Ethernet (w5100) sketch hangs

I'm having a problem and I wonder if anyone can share insight.

I have a sketch running on an Uno with an ethernet (w5100) shield. The sketch monitors a weather station and about once a minute sends a HTTP GET request to a web server.

I'm having trouble keeping the sketch running. After a certain number of iterations it just stops. Initially it was stopping after about 200 or 300 updates. The number would vary from run to run and was as low as 50 once. I changed it so that Ethernet.begin() gets called before each GET request. This has improved reliability somewhat, now I can go about 1500 updates before the sketch hangs.

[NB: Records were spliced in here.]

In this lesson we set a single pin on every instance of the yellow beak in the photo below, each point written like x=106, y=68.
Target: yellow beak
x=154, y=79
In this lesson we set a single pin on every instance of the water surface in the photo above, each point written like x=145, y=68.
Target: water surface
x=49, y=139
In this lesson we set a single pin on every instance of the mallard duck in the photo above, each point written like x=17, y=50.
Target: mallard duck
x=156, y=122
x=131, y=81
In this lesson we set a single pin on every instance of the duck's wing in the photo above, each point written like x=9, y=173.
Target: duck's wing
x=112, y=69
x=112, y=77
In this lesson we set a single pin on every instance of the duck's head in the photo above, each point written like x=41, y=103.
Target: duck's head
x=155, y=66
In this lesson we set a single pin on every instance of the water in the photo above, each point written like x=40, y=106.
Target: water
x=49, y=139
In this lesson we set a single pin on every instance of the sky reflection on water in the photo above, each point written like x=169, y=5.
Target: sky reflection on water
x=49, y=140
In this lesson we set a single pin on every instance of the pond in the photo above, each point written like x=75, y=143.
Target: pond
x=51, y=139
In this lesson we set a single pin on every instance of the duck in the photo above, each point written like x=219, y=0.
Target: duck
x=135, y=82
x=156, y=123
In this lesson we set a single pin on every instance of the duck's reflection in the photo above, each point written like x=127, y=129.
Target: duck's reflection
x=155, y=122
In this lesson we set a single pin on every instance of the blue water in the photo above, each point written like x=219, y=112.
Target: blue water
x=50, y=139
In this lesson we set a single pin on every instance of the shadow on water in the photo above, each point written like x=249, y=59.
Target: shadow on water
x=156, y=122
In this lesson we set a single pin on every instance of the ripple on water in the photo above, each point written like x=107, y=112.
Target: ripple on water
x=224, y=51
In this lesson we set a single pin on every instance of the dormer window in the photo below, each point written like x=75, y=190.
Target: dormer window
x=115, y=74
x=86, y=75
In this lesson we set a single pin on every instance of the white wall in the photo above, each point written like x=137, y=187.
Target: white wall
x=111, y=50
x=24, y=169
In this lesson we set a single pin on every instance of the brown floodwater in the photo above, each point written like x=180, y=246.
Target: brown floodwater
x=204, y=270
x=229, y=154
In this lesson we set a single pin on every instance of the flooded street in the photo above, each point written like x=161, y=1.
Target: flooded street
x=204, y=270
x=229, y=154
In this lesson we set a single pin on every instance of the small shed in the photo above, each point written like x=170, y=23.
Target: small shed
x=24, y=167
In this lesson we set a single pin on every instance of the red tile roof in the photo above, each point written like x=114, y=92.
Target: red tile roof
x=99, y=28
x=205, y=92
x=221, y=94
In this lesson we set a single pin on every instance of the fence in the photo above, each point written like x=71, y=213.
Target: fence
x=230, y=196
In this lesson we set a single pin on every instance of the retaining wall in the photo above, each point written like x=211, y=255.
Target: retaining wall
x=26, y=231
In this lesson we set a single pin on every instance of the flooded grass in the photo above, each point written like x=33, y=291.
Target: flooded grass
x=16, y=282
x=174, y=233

This still is not acceptable reliability, as it means the sketch typically runs for about 24 hours.

Resetting the arduino gets it running again, until it hangs again.

When it is locked up it does respond to a ping.

I suspect that some flakiness within the ethernet shield is causing the problem -- but of course it's human nature for me to believe that my code can't possibly be the problem. That said, my code is relatively simple, the problem is non-deterministic, and calling Ethernet.begin() made it work better, all of which combine to make me suspicious.

So, a couple of questions: First, is what I'm trying to do uncommon? Are there people out there who use the ethernet shield for tens of thousands or hundreds of thousands of connections without resetting? Does it work? Second, if it is flakiness, is there a way that I can safely have my sketch do a hardware reset periodically?

Any thoughts are appreciated.

Thanks.

Running out of RAM?

I suspect that some flakiness within the ethernet shield is causing the problem -- but of course it's human nature for me to believe that my code can't possibly be the problem. That said, my code is relatively simple, the problem is non-deterministic, and calling Ethernet.begin() made it work better, all of which combine to make me suspicious.

Yes, the hardware rewires itself depending on how it is feeling. :) I'd go with the loss of memory as a suspect area due to a failed connections or similar.

Maybe if you posted your code, someone might be able to help.

This post gives a plausible explanation: http://www.arduino.cc/cgi-bin/yabb2/YaBB.pl?num=1235991468/14#14

That link is not a plausible explanation to me.

Since you did not post your code, I used mine as a test. I started it last night. Over 8 hours and 525 downloads later, it is still running fine. I did not need to call Ethernet.Begin() again or anything like that. I even broke the connection for a few minutes, and it resumed after the reconnect as if nothing had happened.

I use a MemoryFree library to determine if there are memory leaks. It reported 7367 free on startup, and 7369 free after every download.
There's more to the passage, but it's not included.